Heidi Beirich, cofondatrice du Global Project Against Hate and Extremism, est catégorique : « Il y a eu une hausse du nombre de ces organisations sous Trump, à la fois les groupes de suprémacistes blancs, les groupes haineux et les groupes antigouvernement. »

Une hausse, aussi, des crimes haineux qui ont atteint en 2018 un sommet inégalé en 16 ans, selon les chiffres du FBI. Un peu plus de la moitié ont été commis par des Blancs, mais ces statistiques répertorient tout type de crimes motivés par la haine. Les données de 2019 et 2020 ne sont pas encore accessibles.

Les experts notent que les groupes d’extrême droite ne sont pas nécessairement centralisés, avec une structure. Certains ont des membres actifs seulement en ligne, où ils diffusent leur message et se regroupent virtuellement.

D’autres adeptes d’une idéologie haineuse n’hésitent pas à recourir à la violence directe. Un homme a fait irruption dans une synagogue en criant des propos antisémites en 2018 à Pittsburgh. Il a été accusé d’avoir tué 11 personnes. À El Paso, en 2019, un homme a ouvert le feu dans un magasin, tuant 23 personnes.
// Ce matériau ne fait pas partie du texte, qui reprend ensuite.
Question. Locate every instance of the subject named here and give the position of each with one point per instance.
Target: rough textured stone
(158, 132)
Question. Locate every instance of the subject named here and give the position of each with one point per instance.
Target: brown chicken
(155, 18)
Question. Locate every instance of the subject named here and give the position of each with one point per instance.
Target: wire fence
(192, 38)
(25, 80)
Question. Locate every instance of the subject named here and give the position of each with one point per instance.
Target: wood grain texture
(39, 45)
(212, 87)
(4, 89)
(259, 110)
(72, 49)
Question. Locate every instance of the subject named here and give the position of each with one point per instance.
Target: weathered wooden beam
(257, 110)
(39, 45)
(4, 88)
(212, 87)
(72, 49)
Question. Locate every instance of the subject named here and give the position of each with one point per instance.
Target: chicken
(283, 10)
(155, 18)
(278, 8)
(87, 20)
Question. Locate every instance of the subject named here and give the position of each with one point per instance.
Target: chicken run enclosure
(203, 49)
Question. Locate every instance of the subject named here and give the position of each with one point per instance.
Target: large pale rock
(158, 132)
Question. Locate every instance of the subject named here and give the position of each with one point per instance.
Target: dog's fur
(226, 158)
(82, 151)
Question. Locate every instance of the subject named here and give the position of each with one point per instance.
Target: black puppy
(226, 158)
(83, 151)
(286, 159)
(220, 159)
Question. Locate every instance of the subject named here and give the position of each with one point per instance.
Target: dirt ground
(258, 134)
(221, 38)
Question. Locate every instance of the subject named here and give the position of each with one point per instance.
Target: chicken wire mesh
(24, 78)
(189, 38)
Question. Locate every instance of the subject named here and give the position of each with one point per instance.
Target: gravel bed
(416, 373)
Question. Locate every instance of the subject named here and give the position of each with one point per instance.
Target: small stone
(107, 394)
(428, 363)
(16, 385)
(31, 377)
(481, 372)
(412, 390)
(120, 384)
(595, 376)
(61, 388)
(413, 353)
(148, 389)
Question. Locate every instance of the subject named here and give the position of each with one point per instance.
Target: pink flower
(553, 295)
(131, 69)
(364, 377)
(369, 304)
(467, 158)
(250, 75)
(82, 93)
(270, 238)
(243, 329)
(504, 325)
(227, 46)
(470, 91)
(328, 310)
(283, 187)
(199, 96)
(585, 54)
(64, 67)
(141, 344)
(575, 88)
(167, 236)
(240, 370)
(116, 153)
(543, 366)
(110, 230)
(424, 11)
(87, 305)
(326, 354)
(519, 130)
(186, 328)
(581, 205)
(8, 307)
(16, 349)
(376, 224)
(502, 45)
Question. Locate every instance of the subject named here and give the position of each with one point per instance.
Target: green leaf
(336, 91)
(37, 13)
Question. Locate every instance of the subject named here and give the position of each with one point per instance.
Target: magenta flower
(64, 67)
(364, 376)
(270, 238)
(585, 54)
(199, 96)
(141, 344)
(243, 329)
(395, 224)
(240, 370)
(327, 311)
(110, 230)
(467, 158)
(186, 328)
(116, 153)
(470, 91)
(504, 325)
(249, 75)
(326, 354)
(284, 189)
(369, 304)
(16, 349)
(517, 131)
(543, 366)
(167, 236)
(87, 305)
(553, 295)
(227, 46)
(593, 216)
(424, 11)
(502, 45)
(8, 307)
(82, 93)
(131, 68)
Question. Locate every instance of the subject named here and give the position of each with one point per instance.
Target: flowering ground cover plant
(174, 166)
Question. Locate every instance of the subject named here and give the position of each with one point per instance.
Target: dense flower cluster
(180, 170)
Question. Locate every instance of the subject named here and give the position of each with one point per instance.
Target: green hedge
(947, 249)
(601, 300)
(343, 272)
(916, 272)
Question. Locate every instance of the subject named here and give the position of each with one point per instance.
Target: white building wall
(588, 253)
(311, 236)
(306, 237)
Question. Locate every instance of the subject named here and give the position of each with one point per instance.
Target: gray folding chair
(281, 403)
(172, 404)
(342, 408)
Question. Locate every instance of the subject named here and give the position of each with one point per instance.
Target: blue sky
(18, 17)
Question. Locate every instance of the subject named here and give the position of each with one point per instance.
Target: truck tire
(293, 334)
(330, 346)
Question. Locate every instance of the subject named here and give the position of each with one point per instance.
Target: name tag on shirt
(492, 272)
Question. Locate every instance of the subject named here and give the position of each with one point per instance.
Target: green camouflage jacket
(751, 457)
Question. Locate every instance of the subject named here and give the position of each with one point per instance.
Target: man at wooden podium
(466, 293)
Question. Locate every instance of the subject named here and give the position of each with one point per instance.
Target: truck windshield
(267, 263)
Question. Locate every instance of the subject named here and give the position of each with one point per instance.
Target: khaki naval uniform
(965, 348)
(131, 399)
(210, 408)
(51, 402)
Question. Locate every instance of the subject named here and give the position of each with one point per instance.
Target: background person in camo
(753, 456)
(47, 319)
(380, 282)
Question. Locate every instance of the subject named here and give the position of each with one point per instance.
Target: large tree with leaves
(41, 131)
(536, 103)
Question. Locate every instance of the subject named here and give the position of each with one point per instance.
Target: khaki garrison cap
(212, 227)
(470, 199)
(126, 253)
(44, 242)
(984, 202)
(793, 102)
Le suspect aurait écrit des messages racistes et aurait ciblé la ville – où il n’habitait pas – en raison de sa forte population hispanique.

Charlottesville et l’« alt-right »

La manifestation néonazie à Charlottesville en 2017, au terme de laquelle un homme a été condamné pour avoir tué une manifestante antiraciste en fonçant dans une contre-manifestation avec sa voiture, a causé un tournant dans le discours public concernant l’« alt-right ».

« Quand les gens ont commencé à associer l’alt-right avec les suprémacistes blancs, [les utilisateurs du terme] ont vu que ça ne marchait plus. »

— Heidi Beirich, cofondatrice du Global Project Against Hate and Extremism

Pour elle, la solution pour réduire l’impact de ces groupes est de leur retirer l’accès aux différentes plateformes des réseaux sociaux. « On a vu que ça pouvait être efficace », dit-elle. Cela ne change pas les croyances, mais rend le recrutement plus difficile, souligne-t-elle.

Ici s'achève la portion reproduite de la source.